To use an economic metaphor, you have to build up some capital.
What about love?
That's no doubt what lots of you will be asking.
"It sounds a little bit cold, a little bit calculating, very unromantic," says Nicola Cornick, a bestselling author of dozens of romantic novels and the chair of the Romantic Novelists' Association.
Not surprisingly, she is a big fan of love and romance in relationships.
"If working your way through a checklist with a whole load of people works for you, then hey, that's great," she laughs.
"What I would counsel against is throwing out the element of spontaneity."
Mrs Cornick believes the idea that being swept off your feet is always irrational is just plain wrong.
"I think if you examine what lies under an instant attraction, there are probably rational criteria there as well," she says. "You've got the same sense of humour, you've got shared values or interests."

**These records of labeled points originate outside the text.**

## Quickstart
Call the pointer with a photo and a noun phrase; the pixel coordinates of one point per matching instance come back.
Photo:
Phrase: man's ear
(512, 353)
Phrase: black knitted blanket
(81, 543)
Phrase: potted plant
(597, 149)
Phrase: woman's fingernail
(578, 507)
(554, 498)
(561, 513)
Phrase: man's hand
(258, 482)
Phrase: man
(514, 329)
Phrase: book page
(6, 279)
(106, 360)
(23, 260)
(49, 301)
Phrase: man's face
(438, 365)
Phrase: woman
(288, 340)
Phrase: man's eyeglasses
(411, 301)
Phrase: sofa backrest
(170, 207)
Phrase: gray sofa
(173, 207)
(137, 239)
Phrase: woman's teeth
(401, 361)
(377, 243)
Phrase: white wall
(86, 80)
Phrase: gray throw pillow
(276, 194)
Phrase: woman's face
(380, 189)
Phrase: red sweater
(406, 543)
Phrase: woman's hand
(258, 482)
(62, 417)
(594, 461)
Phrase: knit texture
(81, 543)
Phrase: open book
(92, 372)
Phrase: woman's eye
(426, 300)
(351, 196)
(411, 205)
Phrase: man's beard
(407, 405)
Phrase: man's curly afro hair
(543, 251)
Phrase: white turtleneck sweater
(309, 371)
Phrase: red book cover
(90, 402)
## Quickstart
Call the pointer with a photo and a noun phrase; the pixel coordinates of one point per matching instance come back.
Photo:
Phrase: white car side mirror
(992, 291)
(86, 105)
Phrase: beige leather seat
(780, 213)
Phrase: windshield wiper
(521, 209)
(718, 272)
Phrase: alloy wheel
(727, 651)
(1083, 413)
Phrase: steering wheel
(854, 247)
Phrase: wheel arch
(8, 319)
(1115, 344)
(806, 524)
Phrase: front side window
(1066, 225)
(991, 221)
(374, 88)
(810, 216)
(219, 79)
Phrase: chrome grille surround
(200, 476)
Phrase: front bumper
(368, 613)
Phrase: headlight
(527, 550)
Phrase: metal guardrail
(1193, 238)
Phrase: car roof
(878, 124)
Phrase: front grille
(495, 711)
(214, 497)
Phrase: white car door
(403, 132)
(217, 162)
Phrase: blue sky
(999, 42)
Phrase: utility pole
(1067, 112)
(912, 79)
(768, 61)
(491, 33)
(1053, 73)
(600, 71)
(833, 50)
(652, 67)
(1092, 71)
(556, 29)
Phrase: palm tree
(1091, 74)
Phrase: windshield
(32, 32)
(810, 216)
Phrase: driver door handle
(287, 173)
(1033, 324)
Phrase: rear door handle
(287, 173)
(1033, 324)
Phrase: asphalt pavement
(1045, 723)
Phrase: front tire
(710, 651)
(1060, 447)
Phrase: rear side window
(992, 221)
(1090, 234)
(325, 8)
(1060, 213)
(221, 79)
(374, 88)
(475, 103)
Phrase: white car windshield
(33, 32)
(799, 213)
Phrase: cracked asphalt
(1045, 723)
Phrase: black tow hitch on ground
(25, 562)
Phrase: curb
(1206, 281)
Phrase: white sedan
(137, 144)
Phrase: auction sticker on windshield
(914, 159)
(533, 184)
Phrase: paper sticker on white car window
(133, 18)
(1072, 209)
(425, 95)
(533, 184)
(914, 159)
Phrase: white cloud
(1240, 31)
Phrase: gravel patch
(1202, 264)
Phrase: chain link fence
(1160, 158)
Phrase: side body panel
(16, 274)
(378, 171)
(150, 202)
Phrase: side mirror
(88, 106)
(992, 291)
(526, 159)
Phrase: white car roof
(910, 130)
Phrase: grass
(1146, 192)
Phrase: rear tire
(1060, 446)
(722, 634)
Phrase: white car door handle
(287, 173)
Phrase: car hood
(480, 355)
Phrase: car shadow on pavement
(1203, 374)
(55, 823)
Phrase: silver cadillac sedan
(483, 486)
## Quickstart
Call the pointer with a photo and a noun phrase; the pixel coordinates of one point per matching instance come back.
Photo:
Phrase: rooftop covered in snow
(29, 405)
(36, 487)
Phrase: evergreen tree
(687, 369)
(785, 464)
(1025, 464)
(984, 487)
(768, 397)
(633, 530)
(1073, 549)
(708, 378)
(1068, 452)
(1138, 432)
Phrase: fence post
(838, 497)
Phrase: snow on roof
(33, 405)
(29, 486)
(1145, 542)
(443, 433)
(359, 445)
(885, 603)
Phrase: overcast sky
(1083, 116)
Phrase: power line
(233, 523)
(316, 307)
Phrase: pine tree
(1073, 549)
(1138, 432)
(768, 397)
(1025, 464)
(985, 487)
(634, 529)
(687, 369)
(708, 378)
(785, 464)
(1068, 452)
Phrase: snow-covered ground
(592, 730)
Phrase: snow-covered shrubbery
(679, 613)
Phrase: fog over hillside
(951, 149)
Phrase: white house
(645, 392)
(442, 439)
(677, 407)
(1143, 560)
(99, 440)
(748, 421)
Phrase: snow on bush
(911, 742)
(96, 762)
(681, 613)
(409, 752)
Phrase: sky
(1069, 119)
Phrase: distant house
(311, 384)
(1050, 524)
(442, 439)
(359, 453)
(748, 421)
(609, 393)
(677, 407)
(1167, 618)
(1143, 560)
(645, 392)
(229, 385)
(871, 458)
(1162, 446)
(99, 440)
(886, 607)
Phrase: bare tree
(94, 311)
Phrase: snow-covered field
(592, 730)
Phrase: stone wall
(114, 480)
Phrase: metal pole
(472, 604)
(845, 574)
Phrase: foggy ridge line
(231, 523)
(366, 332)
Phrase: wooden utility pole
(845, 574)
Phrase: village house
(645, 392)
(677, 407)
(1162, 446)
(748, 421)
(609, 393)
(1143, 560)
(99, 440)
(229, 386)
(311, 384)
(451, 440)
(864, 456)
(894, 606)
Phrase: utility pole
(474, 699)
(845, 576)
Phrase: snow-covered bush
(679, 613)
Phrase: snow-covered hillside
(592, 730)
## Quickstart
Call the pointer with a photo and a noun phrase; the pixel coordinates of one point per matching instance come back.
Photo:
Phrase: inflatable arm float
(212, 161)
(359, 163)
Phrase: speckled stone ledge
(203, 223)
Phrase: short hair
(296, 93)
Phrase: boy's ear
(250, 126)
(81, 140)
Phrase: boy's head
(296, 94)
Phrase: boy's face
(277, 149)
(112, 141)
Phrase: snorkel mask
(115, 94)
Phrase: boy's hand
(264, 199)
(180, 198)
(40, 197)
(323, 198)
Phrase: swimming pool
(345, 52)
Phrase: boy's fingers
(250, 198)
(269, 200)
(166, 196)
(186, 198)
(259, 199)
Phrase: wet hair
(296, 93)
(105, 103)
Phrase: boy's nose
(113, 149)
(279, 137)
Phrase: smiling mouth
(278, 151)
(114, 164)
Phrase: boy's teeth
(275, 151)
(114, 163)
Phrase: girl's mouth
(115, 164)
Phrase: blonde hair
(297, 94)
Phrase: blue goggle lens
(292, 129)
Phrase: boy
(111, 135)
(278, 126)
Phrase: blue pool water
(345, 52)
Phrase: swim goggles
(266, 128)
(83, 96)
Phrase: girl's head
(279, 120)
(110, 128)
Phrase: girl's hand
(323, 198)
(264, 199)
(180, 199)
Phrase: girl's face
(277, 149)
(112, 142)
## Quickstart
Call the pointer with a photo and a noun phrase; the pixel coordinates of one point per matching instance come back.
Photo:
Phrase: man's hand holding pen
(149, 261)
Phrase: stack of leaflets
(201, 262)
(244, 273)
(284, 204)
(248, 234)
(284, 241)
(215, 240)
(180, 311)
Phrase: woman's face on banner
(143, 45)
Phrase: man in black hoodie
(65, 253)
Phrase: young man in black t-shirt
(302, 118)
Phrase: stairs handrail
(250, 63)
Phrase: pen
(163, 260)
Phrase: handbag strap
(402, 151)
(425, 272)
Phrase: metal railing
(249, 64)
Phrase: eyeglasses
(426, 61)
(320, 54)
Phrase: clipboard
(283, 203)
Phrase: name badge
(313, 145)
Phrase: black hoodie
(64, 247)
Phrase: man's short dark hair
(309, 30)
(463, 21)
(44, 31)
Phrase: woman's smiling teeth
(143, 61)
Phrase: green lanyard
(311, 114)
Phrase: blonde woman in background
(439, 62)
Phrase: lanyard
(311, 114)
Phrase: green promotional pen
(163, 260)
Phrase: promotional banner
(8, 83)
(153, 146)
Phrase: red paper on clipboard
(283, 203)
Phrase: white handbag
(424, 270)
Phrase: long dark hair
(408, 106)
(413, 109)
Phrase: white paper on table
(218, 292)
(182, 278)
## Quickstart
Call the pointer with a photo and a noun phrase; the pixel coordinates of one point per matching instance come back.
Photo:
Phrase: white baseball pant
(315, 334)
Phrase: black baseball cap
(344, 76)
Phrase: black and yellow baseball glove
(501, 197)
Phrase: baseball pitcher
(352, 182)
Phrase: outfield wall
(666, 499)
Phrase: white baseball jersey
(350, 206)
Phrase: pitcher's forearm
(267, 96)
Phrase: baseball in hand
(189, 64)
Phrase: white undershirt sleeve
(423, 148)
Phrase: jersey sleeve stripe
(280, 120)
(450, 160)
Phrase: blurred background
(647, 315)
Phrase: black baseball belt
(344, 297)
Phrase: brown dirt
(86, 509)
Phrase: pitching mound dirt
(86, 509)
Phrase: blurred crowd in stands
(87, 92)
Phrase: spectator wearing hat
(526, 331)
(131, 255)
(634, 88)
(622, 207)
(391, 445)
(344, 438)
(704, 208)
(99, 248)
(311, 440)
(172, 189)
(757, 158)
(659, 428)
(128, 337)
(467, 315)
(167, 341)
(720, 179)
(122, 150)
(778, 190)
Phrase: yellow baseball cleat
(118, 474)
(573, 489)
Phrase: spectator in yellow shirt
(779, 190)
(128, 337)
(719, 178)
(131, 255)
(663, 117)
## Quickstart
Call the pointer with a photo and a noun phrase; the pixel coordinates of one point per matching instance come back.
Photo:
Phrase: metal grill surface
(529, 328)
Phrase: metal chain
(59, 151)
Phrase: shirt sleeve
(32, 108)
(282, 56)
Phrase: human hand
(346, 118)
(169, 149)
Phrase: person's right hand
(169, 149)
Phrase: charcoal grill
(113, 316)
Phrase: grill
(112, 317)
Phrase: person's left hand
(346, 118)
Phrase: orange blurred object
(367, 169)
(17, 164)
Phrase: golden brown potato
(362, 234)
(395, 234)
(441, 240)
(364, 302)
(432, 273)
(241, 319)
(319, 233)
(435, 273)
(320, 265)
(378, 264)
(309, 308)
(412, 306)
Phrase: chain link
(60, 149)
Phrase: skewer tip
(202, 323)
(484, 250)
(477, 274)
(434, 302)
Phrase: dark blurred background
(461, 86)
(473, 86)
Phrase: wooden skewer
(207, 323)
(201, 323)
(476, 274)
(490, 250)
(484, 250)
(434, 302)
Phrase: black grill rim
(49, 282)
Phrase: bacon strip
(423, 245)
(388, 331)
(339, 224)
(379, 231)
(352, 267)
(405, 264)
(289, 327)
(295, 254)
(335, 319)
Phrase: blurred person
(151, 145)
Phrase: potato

And she's not alone in thinking that. Let's cut to the chase…
How did the real story end?
Did Ed Conard meet his perfect match?
Jill Davis is the woman he finally fell for - or should that be "selected"?
She acknowledges his systematised approach is probably "unique" and - you may be surprised to discover - she was "charmed" that he had put so much thought into the process.
But there was no methodical reasoning for her when she met Mr Conard on a blind date. "I just went with my gut," she admits. "I thought Ed was a brilliant person. I'd not met anyone like him before."
And think about it this way. Jill had ranked top in Ed's brutal search process so she was, judged by his objective criteria, the woman of his dreams.
But what about romance, I want to know. "For him, this is romantic," she says, "but a different version of romance."
Jill and Ed have been happily married for 18 years, so maybe their romance is evidence the head and the heart can work together.
Now there's a thought for Valentine's Day!